En effet, le président de la commission d’organisation du Super coupé Assimi Goita est un certain colonel Cheick Tounkara, un très proche du président Assimi Goita. Si ça ne comprend qu’au fait d’être militaire, le fait n’allait pas poser de problèmes à certains Maliens. Mais si vous trouvez que le président de la commission d’organisation est le Directeur des finances et du matériel de la présidence. Pour certains, c’est une première dans l’histoire du Mali qu’un colonel organise ce genre d’activité dans un pays en crise.

C’est dans ce contexte que beaucoup se demande si le colonel n’avait pas mieux à faire que de se permettre de veiller sur une compétition sportive. N’a-t-il pas d’autre chat à fouetter ? Une question que lui seul est en mesure de répondre quant à sait qu’au même moment certains fournisseurs se plaignent de la lenteur administrative des dossiers au niveau de la présidence. En outre, les militaires au pouvoir auraient mieux à gagner s’ils acceptaient de confier certaines tâches à des Maliens qui ne sont pas des frères d’armes. D’aucuns ne trouvent même pas la pertinence de renouer avec cette ancienne pratique. Déjà, des initiatives du genre sont développées par d’autres pour la promotion du sport. C’est donc jugé inopportun voire budgétaire, car l’argent public y est absorbé. D’ailleurs, personne ne sait le montant exact.

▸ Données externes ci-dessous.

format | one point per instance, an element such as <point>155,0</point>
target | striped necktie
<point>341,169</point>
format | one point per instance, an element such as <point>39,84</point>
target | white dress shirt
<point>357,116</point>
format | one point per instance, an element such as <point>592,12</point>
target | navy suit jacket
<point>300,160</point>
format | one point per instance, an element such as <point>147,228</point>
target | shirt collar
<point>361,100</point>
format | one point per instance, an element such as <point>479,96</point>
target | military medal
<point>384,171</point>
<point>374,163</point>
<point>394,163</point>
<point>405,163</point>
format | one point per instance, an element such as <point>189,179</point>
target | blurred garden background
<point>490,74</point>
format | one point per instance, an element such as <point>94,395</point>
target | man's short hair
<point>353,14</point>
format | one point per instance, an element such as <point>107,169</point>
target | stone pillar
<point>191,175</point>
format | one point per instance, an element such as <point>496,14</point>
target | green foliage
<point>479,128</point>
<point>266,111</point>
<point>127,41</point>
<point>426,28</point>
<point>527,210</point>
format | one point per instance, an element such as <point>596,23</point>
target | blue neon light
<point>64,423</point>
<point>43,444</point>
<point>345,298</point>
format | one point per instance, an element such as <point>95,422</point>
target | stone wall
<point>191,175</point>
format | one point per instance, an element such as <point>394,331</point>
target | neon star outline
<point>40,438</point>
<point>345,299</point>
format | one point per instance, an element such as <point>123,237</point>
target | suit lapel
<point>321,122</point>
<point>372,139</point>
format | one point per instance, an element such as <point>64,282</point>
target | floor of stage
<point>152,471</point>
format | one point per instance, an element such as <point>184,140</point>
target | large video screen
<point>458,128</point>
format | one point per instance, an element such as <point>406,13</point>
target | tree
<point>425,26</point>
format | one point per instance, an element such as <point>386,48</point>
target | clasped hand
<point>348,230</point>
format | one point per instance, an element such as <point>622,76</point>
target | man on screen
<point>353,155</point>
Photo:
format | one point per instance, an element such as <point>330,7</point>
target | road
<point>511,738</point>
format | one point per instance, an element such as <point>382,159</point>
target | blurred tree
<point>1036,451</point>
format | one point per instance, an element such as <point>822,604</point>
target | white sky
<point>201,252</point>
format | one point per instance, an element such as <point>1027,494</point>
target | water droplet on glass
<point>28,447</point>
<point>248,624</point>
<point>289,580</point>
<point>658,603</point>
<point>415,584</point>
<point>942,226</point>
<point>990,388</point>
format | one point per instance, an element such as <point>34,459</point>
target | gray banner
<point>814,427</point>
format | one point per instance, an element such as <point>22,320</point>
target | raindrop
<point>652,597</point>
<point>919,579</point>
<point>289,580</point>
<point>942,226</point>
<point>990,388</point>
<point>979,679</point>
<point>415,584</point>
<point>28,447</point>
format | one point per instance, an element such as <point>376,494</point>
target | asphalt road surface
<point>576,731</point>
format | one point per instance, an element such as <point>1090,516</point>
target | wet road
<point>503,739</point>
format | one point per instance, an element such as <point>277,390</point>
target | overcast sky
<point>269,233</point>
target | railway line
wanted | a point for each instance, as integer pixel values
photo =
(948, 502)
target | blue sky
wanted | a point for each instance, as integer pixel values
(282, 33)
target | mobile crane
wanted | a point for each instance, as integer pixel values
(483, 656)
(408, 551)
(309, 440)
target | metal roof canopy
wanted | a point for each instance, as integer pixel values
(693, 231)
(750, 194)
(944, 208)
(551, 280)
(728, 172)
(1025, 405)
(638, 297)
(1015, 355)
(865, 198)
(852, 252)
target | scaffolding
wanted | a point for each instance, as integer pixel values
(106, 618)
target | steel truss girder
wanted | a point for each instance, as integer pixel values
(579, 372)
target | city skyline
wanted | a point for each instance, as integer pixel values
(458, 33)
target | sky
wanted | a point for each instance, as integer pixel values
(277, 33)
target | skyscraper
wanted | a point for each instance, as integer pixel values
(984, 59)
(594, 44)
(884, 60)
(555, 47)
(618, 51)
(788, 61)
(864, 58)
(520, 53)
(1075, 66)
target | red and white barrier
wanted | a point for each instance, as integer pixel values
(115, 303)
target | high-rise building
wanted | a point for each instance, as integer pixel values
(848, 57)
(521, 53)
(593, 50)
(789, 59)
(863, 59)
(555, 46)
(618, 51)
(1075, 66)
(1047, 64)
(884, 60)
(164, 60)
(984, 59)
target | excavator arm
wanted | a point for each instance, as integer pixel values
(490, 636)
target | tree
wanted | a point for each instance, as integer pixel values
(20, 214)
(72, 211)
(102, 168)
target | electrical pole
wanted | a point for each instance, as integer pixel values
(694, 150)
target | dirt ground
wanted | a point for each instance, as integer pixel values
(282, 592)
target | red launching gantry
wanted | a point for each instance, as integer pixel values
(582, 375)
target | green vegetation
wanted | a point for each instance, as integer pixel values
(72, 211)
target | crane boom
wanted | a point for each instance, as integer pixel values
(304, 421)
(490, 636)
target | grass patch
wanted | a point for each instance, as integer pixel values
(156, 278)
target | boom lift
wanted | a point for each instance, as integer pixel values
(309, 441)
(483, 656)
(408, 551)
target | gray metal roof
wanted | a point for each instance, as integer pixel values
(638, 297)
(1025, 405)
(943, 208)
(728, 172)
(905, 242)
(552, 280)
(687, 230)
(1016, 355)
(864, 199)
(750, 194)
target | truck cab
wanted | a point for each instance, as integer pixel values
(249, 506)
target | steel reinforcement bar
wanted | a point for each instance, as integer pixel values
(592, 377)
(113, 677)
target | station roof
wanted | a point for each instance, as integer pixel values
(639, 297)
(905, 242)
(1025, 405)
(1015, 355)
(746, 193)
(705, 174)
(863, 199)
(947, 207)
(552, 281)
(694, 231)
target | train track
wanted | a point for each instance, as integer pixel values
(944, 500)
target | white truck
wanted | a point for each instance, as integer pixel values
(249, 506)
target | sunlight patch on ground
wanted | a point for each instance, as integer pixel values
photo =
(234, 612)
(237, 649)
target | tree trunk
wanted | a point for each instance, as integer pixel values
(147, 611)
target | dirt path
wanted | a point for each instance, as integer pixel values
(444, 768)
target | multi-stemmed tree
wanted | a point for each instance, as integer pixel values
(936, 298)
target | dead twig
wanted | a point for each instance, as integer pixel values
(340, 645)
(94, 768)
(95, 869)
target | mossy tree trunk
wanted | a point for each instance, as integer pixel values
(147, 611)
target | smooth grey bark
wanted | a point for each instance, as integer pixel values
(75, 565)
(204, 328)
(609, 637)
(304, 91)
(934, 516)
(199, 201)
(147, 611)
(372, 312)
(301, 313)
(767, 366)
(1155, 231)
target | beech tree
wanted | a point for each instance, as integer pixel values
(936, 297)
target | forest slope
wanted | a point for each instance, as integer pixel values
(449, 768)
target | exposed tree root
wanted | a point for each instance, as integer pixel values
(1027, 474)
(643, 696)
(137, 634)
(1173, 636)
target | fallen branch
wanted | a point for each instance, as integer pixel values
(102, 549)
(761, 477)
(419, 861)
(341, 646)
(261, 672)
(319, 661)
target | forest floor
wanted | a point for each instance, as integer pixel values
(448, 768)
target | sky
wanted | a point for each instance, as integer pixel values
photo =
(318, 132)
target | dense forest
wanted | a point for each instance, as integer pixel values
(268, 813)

Rappelons que c’est le regretté président Amadou Toumani Touré (ATT) ici à institué les super coupes du président de la République. Pendant toute la durée du règne de ce dernier, de surcroît un militaire, on n’avait jamais assisté à des critiques du genre corporatiste. Pour beaucoup de critiques, les militaires au pouvoir ont été mal inspirés. On chante à longueur de journée que les caisses de l’État sont vides, ils ne font rien pour se mettre à l’abri des critiques de la part de ceux qui dénoncent une discrimination.

Le colonel Tounkara a donc mieux à faire que de se cramponner sur l’organisation d’une coupe qui est loin de prendre en compte les soucis urgents du moment.